Выбрать главу

Письмо Сталина показывало, что он хорошо понимал истинную цену этой очередной фальшивки ОГПУ, состряпанной, скорее всего, по наводкам самого Сталина. Иначе трудно объяснить благодушную готовность «отложить решение вопроса» еще на несколько недель, оставить «заговорщиков» на свободе, несмотря на сигналы Менжинского об опасности. Скорее всего, Сталин и не собирался арестовывать армейских генералов. Как и в случае с Калининым, по отношению к военным это была «профилактическая» акция. Кроме того, Сталину гораздо важнее было вновь скомпрометировать «правых». Последующие события подтвердили это. Вернувшись из отпуска в Москву, Сталин вместе с Орджоникидзе и Ворошиловым, видимо, где-то в середине октября, провели очную ставку Тухачевского с Ка-куриным и Троицким. Тухачевский был признан невиновным[107].

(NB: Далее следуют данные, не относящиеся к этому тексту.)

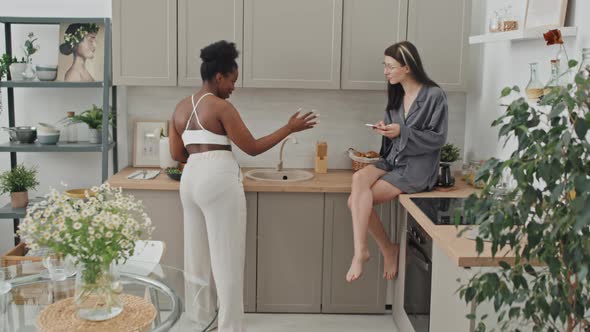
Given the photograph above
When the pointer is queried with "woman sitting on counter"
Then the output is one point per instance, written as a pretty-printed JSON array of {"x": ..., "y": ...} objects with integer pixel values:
[{"x": 414, "y": 130}]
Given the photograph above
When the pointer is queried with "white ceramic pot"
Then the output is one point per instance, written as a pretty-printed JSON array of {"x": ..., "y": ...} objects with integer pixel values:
[
  {"x": 17, "y": 70},
  {"x": 165, "y": 157},
  {"x": 94, "y": 136}
]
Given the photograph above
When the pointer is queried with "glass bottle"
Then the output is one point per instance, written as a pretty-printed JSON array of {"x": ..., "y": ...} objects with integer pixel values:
[
  {"x": 585, "y": 64},
  {"x": 534, "y": 89},
  {"x": 71, "y": 129}
]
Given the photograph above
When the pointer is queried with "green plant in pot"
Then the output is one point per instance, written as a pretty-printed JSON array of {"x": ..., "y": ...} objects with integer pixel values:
[
  {"x": 18, "y": 181},
  {"x": 541, "y": 214},
  {"x": 93, "y": 118},
  {"x": 449, "y": 154}
]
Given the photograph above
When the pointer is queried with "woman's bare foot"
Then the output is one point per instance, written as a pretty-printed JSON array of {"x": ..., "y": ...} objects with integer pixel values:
[
  {"x": 390, "y": 262},
  {"x": 356, "y": 267}
]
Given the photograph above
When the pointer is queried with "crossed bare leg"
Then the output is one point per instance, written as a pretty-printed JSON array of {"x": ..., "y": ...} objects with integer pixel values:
[{"x": 367, "y": 190}]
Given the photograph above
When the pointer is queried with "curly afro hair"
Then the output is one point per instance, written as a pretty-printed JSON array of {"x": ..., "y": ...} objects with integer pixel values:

Однако забросив (несомненно, по приказу Сталина) разработку «заговора военных», в ОГПУ продолжали фабрикацию «дел» о «террористических организациях» и их связях с «правыми коммунистами». Соответственно, на руководителей «правых», прежде всего на Бухарина, возлагалась моральная ответственность за поощрение «терроризма», подготовку заговоров с целью физического устранения Сталина. Вернувшись в Москву, Сталин заявил об этом по телефону Бухарину. О том, как это произошло, сообщил сам Сталин несколько месяцев спустя на объединенном заседании Политбюро и Президиума ЦКК 4 ноября 1930 г.: «14 октября с.г. т. Бухарин позвонил мне в кабинет, где сидели в то время тт. Куйбышев и Молотов. Тов. Бухарин потребовал, чтобы я поговорил с ним по душам по некоторым “важным”, по его мнению, вопросам. Я ему ответил, что мне не о чем говорить с ним по душам. Я ему сказал, что странно было бы говорить с ним по душам, в то время как он, т. Бухарин, своей необузданной личной агитацией против Сталина культивирует террористов среди правых уклонистов. Я сослался при этом на террористическую группу Смирнова-Орлова (правые уклонисты), связанную непосредственно с Углановым, а значит и с Бухариным»[108]. Бухарин 14 октября 1930 г. ответил на эти обвинения эмоциональным письмом: «Коба. Я после разговора по телефону ушел тотчас же со службы в состоянии отчаяния. Не потому, что ты меня “напугал” — ты меня не напугаешь и не запугаешь. А потому, что те чудовищные обвинения, которые ты мне бросил, ясно указывают на существование какой-то дьявольской, гнусной и низкой провокации, которой ты веришь, на которой строишь свою политику и которая до добра не доведет, хотя бы ты и уничтожил меня физически так же успешно, как ты уничтожаешь меня политически»[109]. Бухарин требовал личной встречи и объяснений со Сталиным. Сталин заявлял, что готов только к официальным объяснениям на Политбюро.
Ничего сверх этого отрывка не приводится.